Publicado anteriormente: Vasquez A. Estratègia antiviral unificada por medicos y el publico. Revista Internacional de Nutricion Humana y Medicina Funcional. 2014:v2(q4);p1 (ASIN: B00P5AB5RW) PDF


Historia y perspectivas
Como médicos lo que aprendemos en la escuela de medicina acerca de las infecciones virales se resume en los siguientes títulos de cursos: 1) Microbiología, 2) Patología, y 3) Farmacología. Siguiendo estas instrucciones, los tratamientos que usamos son 1) saneamiento, 2) vacunas y 3) medicamentos antivirales, respectivamente. Basado en la formación médica y mi experiencia con otros médicos, les sugiero aquí que más la mayoría de los médicos capacitados son — al menos por su entrenamiento formal — incapaces de ver más allá de las opciones limitadas a las que fueron expuestos. Lo que me gustaría hacer en el presente artículo es ampliar los horizontes conceptuales y terapéuticos mediante una estrategia estructurada antiviral que incluye el saneamiento, vacunación y medicamentos antivirales previamente mencionados, pero que se extiende más allá de estas opciones limitadas. Los datos clínicos (por ejemplo, dosificación y contraindicaciones) de esta estrategia, apoyo y referencias adicionales están disponibles en formato digital constantemente actualizado [1]; el propósito de este artículo es proveer una estrategia para cambiar el paradigma actual de la estructura.

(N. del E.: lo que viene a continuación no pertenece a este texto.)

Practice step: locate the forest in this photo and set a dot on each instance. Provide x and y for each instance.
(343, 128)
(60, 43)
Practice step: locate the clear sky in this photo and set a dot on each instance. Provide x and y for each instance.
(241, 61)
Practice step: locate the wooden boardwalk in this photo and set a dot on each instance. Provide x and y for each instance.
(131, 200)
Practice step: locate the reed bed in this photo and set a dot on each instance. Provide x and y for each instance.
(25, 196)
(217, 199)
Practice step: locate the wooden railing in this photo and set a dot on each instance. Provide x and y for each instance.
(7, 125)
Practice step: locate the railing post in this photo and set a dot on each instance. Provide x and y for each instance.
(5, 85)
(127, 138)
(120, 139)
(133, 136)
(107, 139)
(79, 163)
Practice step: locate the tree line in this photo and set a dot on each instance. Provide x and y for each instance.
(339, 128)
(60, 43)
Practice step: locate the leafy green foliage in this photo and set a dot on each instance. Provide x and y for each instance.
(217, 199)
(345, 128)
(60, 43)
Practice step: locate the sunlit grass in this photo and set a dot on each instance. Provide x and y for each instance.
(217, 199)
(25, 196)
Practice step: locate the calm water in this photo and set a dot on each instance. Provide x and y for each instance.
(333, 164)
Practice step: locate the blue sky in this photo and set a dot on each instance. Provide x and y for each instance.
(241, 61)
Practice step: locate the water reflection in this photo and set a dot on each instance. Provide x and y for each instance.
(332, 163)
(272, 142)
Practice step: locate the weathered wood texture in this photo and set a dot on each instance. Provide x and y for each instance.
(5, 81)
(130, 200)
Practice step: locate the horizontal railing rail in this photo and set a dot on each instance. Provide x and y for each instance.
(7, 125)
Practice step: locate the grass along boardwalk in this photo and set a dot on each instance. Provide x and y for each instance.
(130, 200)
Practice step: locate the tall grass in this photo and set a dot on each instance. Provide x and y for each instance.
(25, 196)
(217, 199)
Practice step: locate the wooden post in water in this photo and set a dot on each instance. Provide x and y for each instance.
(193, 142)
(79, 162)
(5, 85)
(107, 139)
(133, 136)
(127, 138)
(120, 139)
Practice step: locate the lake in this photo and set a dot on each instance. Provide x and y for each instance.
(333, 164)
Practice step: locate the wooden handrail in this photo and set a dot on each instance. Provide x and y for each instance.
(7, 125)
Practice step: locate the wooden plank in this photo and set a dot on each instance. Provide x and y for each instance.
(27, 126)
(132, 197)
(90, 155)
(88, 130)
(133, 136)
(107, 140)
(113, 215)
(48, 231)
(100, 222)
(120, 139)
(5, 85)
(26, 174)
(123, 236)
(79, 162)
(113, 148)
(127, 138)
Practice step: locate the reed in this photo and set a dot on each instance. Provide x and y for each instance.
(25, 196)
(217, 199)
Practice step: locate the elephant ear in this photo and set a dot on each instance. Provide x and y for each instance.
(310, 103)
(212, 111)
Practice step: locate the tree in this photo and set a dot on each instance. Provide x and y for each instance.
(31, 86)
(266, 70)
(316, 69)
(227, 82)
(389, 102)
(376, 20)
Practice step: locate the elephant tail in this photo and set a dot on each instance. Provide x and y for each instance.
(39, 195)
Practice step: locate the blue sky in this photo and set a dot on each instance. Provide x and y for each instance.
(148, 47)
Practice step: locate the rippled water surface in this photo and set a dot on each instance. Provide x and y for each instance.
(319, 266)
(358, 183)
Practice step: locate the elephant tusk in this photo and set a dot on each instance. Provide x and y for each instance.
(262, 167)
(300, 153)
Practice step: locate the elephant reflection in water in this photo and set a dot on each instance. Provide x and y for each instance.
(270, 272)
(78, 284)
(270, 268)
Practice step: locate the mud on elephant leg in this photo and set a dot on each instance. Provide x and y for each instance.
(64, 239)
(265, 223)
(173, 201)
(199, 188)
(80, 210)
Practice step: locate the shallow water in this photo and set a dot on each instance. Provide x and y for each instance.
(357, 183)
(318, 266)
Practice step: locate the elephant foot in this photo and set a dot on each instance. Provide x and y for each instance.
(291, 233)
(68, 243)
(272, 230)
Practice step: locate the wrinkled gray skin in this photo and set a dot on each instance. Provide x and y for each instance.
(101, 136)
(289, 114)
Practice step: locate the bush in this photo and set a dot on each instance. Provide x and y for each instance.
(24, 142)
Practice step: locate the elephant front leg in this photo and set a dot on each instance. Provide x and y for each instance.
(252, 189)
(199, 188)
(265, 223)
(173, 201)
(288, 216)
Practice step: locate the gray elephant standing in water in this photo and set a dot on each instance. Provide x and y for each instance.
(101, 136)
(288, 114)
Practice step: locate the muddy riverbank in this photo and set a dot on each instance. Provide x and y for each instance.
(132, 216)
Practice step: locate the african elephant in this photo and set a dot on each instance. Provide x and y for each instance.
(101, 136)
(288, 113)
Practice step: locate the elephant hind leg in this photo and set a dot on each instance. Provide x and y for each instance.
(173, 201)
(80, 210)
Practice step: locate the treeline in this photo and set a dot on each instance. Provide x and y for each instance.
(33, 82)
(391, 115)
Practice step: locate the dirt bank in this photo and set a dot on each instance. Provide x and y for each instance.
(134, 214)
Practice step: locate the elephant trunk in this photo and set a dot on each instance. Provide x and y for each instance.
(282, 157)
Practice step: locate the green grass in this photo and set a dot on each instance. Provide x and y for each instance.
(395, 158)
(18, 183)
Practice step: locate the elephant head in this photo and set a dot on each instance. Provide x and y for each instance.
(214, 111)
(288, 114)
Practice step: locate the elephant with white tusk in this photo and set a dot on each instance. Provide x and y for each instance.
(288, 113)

    El hecho de que la mayoría de médicos no se les enseña acerca de la ciencia de la nutrición en la Facultad de medicina es conocido públicamente.[2] Por lo general, la mayoría de los estudiantes de medicina leen solamente un capítulo sobre patologías causadas por deficiencias nutricionales extremas, pero aprenden esencialmente nada acerca de nutrición terapéutica y cómo puede ser aplicada en la prevención y tratamiento de la enfermedad. ¿Ignorando nutrición obliga a médicos por desconocimiento a confiar demasiado en medicamentos y cirugía? ¿Sería la salud pública mejor servida si se distribuye información sobre la prevención de infecciones virales y beneficios nutricionales para que los pacientes y médicos por igual tengan más opciones terapéuticas? ¿Estamos tratando insuficiencias nutricionales con medicamentos?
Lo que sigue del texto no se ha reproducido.